Keyzer Charlotte A, de Borst Martin H, van den Berg Else, Jahnen-Dechent Willi, Arampatzis Spyridon, Farese Stefan, Bergmann Ivo P, Floege Jürgen, Navis Gerjan, Bakker Stephan J L, van Goor Harry, Eisenberger Ute, Pasch Andreas
Department of Internal Medicine, Division of Nephrology, University of Groningen, University Medical Center Groningen, Groningen, The Netherlands;
Department of Internal Medicine, Division of Nephrology, University of Groningen, University Medical Center Groningen, Groningen, The Netherlands; Top Institute Food and Nutrition, Wageningen, The Netherlands;
J Am Soc Nephrol. 2016 Jan;27(1):239-48. doi: 10.1681/ASN.2014070670. Epub 2015 Apr 29.
Calciprotein particle maturation time (T50) in serum is a novel measure of individual blood calcification propensity. To determine the clinical relevance of T50 in renal transplantation, baseline serum T50 was measured in a longitudinal cohort of 699 stable renal transplant recipients and the associations of T50 with mortality and graft failure were analyzed over a median follow-up of 3.1 years. Predictive value of T50 was assessed for patient survival with reference to traditional (Framingham) risk factors and the calcium-phosphate product. Serum magnesium, bicarbonate, albumin, and phosphate levels were the main determinants of T50, which was independent of renal function and dialysis vintage before transplant. During follow-up, 81 (12%) patients died, of which 38 (47%) died from cardiovascular causes. Furthermore, 45 (6%) patients developed graft failure. In fully adjusted models, lower T50 values were independently associated with increased all-cause mortality (hazard ratio, 1.43; 95% confidence interval, 1.11 to 1.85; P=0.006 per SD decrease) and increased cardiovascular mortality (hazard ratio, 1.55; 95% confidence interval, 1.04 to 2.29; P=0.03 per SD decrease). In addition to age, sex, and eGFR, T50 improved prognostication for all-cause mortality, whereas traditional risk factors or calcium-phosphate product did not. Lower T50 was also associated with increased graft failure risk. The associations of T50 with mortality and graft failure were confirmed in an independent replication cohort.

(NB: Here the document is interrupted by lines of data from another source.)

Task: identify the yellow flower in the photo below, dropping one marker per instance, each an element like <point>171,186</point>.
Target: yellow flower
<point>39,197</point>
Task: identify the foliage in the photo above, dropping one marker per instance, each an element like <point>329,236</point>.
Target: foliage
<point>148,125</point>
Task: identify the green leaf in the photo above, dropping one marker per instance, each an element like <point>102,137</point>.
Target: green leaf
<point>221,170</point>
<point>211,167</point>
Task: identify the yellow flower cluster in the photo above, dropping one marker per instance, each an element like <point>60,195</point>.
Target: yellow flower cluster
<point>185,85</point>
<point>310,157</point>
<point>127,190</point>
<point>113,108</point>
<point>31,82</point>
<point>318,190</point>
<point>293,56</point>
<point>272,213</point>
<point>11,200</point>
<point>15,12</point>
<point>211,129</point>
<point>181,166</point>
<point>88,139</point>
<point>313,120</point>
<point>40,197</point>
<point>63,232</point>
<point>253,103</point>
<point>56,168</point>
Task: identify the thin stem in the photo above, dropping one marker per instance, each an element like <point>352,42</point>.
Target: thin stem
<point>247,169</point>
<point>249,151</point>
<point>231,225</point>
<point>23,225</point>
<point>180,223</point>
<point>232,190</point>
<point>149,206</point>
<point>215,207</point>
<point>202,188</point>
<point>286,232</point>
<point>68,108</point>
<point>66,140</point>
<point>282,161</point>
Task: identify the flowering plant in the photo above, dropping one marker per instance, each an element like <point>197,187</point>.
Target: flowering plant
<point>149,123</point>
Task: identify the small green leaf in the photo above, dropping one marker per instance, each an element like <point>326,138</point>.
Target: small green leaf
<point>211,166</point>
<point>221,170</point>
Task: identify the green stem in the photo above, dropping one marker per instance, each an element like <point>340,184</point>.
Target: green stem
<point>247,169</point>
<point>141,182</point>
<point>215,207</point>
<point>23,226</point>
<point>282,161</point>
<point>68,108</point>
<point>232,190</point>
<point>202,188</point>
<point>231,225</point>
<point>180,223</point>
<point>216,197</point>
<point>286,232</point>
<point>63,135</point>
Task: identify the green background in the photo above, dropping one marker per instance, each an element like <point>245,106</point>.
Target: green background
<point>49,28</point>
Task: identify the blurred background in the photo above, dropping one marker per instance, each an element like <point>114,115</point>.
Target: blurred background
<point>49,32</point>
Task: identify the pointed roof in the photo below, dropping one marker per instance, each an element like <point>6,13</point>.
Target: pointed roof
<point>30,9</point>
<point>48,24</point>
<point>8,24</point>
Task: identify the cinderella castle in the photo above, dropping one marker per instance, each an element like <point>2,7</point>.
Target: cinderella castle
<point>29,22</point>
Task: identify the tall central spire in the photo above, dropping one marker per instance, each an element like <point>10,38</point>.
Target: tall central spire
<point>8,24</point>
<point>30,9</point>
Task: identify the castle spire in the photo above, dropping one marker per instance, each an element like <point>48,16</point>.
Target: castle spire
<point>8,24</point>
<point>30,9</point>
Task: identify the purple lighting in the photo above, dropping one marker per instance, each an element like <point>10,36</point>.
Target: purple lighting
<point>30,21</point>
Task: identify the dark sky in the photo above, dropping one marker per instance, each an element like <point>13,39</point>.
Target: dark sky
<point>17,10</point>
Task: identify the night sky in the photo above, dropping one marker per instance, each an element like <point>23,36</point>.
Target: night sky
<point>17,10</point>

In conclusion, reduced serum T50 was associated with increased risk of all-cause mortality, cardiovascular mortality, and graft failure and, of all tested parameters, displayed the strongest association with all-cause mortality in these transplant recipients.
血清中的钙蛋白颗粒成熟时间(T50)是个体血液钙化倾向的一种新指标。为了确定T50在肾移植中的临床相关性,我们在一个包含699名稳定肾移植受者的纵向队列中测量了基线血清T50,并在中位随访3.1年的时间里分析了T50与死亡率和移植失败之间的关联。参照传统(弗雷明汉)危险因素和钙磷乘积评估了T50对患者生存的预测价值。血清镁、碳酸氢盐、白蛋白和磷酸盐水平是T50的主要决定因素,其独立于移植前的肾功能和透析时间。随访期间,81名(12%)患者死亡,其中38名(47%)死于心血管原因。此外,45名(6%)患者发生移植失败。在完全调整模型中,较低的T50值与全因死亡率增加(风险比,1.43;95%置信区间,1.11至1.85;每标准差降低P=0.006)和心血管死亡率增加(风险比,1.55;95%置信区间,1.04至2.29;每标准差降低P=0.03)独立相关。除年龄、性别和估算肾小球滤过率外,T50改善了全因死亡率的预后,而传统危险因素或钙磷乘积则没有。较低的T50也与移植失败风险增加相关。T50与死亡率和移植失败之间的关联在一个独立的重复队列中得到证实。总之,血清T50降低与全因死亡率、心血管死亡率和移植失败风险增加相关,并且在所有测试参数中,在这些移植受者中显示出与全因死亡率的最强关联。